THE BIG ONE Send This Review to a Friend
Irrepressible Michael Moore is back again with THE BIG ONE, mercilessly skewering big business for callously firing workers--excuse me, the polite term is "downsizing"--even while profits are soaring. Moore, whose "Roger and Me" was an amusingly pointed blast at the policies of General Motors, took advantage of a tour promoting his book "Downsize This! Random Threats from an Unarmed America"" to visit places where employees were getting raw deals in the midst of vast profits and lavish executive pay.
Moore's method can best be described as creating a cinema essay. No objective documentaries for him. He is an old-fashioned muckraker who is enormously entertaining, part stand-up comedian, part agitator, as he goes after assorted foes. His technique is to ambush corporate executives and their underlings with a camera crew. He usually succeeds in making his targets look foolish.
One especially funny sequence is his confrontation with Nike chairman Phil Knight, who agrees to see Moore, only to be surprised by the filmmaker's offer of free air tickets to Indonesia so Knight can visit his factory there. Knight won't take the bait, but Moore persistently tries to enlist Knight's conscience in his battle against using cheap labor abroad instead of American labor at home.
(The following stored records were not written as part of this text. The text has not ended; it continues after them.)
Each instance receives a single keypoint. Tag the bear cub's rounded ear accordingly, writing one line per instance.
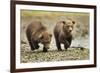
(40, 36)
(63, 22)
(50, 35)
(73, 22)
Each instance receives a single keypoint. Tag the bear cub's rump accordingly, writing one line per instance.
(62, 33)
(37, 33)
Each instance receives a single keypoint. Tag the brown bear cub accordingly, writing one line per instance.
(62, 33)
(37, 33)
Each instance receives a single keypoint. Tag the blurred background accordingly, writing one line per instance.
(49, 19)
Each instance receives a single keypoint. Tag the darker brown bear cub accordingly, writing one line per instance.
(37, 33)
(62, 33)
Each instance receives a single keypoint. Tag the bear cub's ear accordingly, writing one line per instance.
(63, 22)
(50, 35)
(40, 36)
(73, 22)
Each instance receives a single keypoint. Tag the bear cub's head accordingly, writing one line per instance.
(45, 39)
(68, 26)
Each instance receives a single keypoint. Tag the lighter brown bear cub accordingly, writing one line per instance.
(62, 33)
(37, 33)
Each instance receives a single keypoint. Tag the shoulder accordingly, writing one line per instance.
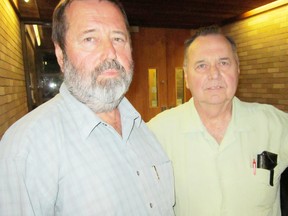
(37, 128)
(261, 115)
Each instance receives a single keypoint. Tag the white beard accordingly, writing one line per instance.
(99, 95)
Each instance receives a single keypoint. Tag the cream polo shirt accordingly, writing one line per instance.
(219, 180)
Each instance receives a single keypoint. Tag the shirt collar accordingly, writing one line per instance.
(192, 122)
(86, 120)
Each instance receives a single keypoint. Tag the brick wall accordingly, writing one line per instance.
(263, 50)
(13, 99)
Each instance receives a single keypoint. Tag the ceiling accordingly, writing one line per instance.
(186, 14)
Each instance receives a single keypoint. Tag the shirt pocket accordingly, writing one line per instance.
(265, 193)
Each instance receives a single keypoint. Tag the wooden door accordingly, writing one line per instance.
(159, 51)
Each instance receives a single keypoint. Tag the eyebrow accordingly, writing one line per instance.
(96, 30)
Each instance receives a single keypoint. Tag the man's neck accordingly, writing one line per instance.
(112, 118)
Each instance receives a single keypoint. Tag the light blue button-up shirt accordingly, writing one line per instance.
(61, 159)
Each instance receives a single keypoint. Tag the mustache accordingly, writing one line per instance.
(109, 64)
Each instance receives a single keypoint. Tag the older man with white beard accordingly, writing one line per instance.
(86, 151)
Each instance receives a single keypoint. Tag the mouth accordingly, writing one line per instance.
(110, 73)
(214, 88)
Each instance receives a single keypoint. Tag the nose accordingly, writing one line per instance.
(109, 51)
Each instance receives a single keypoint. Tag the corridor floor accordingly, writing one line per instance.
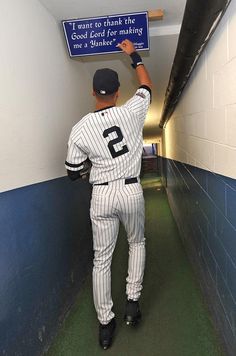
(175, 320)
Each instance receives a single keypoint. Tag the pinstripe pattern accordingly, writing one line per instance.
(112, 140)
(86, 140)
(109, 205)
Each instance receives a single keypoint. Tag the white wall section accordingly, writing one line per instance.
(202, 131)
(42, 94)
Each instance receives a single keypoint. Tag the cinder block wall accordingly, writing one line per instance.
(200, 160)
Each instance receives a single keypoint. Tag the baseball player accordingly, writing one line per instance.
(111, 139)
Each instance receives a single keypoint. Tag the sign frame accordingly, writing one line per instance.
(109, 17)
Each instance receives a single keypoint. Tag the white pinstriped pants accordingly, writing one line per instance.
(111, 204)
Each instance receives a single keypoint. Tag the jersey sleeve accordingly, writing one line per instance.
(140, 102)
(75, 156)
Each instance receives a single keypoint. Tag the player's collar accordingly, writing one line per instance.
(107, 107)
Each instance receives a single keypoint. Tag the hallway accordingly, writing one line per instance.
(175, 319)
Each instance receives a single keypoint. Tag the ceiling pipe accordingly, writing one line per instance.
(200, 20)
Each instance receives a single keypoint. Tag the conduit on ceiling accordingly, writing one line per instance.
(200, 19)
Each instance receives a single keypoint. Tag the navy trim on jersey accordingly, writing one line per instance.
(107, 107)
(73, 175)
(147, 88)
(73, 165)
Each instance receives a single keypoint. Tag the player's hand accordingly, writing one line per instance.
(127, 47)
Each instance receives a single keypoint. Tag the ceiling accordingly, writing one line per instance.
(163, 43)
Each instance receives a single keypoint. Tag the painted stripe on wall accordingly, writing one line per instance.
(203, 204)
(45, 253)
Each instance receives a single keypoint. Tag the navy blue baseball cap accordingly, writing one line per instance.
(105, 81)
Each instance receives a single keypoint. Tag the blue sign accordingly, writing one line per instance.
(100, 35)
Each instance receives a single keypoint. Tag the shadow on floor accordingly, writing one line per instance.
(175, 319)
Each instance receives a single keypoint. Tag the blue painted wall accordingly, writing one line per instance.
(45, 254)
(204, 206)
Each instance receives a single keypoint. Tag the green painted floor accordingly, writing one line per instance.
(175, 320)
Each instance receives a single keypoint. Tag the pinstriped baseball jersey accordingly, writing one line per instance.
(112, 139)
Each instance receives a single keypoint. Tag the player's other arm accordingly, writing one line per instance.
(142, 74)
(77, 163)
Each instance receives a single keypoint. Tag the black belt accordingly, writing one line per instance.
(127, 181)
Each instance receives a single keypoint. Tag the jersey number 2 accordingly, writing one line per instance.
(116, 140)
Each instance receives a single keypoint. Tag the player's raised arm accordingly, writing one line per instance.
(143, 77)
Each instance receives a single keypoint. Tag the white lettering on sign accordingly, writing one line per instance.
(85, 36)
(97, 34)
(94, 43)
(109, 22)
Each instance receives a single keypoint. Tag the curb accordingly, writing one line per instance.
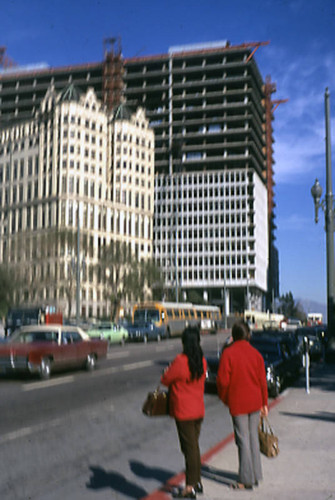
(163, 493)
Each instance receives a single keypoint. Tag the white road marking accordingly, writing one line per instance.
(163, 348)
(140, 364)
(124, 368)
(112, 355)
(48, 383)
(27, 431)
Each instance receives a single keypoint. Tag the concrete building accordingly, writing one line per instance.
(73, 170)
(211, 113)
(207, 106)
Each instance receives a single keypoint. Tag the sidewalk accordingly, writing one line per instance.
(305, 466)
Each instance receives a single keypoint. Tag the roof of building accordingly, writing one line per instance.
(122, 112)
(70, 93)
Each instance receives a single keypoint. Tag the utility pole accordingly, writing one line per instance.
(78, 269)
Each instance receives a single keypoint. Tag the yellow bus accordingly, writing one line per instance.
(175, 317)
(258, 320)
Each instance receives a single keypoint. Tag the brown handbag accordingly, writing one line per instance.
(268, 442)
(156, 404)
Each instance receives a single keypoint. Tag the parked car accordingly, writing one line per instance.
(43, 349)
(314, 336)
(144, 332)
(114, 334)
(281, 357)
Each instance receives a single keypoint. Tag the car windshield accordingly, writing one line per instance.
(34, 336)
(104, 326)
(146, 315)
(268, 350)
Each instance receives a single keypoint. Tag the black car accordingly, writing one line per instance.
(315, 338)
(282, 358)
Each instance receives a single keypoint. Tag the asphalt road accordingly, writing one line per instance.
(82, 435)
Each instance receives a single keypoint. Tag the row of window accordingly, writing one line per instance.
(191, 179)
(199, 206)
(44, 216)
(209, 275)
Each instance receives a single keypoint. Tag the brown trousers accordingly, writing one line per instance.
(189, 432)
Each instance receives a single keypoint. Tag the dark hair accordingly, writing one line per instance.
(192, 349)
(240, 331)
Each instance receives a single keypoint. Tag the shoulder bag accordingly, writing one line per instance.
(268, 442)
(156, 403)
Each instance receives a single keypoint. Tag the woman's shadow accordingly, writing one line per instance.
(101, 479)
(218, 475)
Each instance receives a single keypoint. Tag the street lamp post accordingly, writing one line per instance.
(328, 208)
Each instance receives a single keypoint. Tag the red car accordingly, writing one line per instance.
(42, 349)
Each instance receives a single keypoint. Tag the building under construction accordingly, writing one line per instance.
(212, 113)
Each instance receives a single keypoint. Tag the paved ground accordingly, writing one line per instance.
(305, 466)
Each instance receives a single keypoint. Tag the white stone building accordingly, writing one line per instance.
(73, 163)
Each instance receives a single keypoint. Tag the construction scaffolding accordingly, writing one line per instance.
(112, 83)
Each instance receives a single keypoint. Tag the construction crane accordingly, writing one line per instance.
(5, 61)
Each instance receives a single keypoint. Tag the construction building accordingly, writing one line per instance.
(212, 113)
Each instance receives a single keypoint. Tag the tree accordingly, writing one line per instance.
(7, 288)
(125, 276)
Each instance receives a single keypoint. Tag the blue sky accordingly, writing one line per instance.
(300, 59)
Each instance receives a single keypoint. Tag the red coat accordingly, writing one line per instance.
(186, 396)
(241, 379)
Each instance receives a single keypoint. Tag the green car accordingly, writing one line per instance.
(111, 332)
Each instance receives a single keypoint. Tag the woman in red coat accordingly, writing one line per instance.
(185, 378)
(242, 386)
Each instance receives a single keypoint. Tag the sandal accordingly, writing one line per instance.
(184, 494)
(240, 486)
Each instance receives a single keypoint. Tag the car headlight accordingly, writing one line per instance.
(269, 374)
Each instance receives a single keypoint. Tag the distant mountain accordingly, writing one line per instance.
(312, 306)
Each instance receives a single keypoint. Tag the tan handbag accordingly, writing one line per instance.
(156, 404)
(268, 442)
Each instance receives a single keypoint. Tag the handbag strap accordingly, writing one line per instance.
(266, 424)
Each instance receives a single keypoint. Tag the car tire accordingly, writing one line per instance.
(45, 369)
(90, 362)
(277, 388)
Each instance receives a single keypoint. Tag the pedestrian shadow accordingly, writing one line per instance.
(102, 479)
(325, 416)
(219, 475)
(141, 470)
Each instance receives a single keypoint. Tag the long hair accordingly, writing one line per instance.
(240, 331)
(193, 351)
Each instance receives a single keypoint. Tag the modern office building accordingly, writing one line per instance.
(211, 112)
(73, 173)
(207, 105)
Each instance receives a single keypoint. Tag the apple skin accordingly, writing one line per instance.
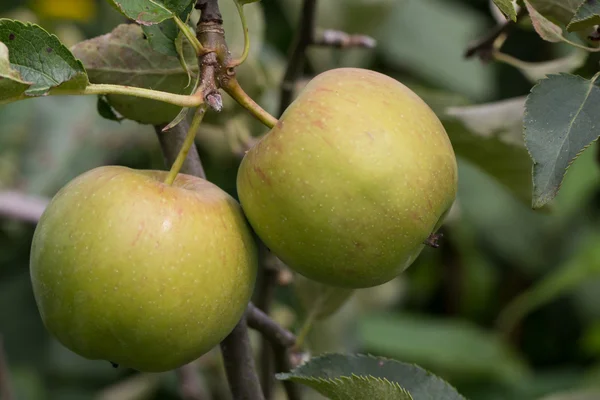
(355, 176)
(149, 276)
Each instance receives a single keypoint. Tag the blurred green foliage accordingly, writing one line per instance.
(443, 313)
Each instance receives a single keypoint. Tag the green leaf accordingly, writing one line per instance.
(106, 111)
(40, 58)
(550, 31)
(561, 11)
(148, 12)
(12, 85)
(544, 27)
(583, 267)
(561, 121)
(448, 347)
(508, 8)
(534, 71)
(587, 15)
(163, 36)
(358, 377)
(489, 136)
(124, 57)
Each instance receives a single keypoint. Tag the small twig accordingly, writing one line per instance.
(239, 364)
(343, 40)
(283, 363)
(172, 141)
(305, 36)
(6, 389)
(190, 384)
(275, 333)
(484, 47)
(21, 206)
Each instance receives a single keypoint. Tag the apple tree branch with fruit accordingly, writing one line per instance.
(150, 270)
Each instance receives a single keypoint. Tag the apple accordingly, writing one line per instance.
(352, 180)
(139, 273)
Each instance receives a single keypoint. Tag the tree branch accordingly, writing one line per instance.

At the outset Moore describes a hilarious gambit illustrating his theme that politicians will take money from anyone. He tells how he set up bank accounts for bogus organizations like Hemp Growers for Clinton and Pedophiles for Perot and claims that contribution checks sent under such guises were accepted, cashed and acknowledged with thank you letters. Moore elicits roars of laughter from the audiences he addresses so gleefully while on the road.
A little of Moore goes a long way and the film could gain from cuts, but he has hit upon an entertaining method to make us think about the injustices suffered by so many who are losing their jobs in an allegedly booming economy. Moore is one of a kind and "The Big One" is a welcome helping of thought-provoking fun that raises partisan filmmaking as entertainment to new heights. A Miramax release.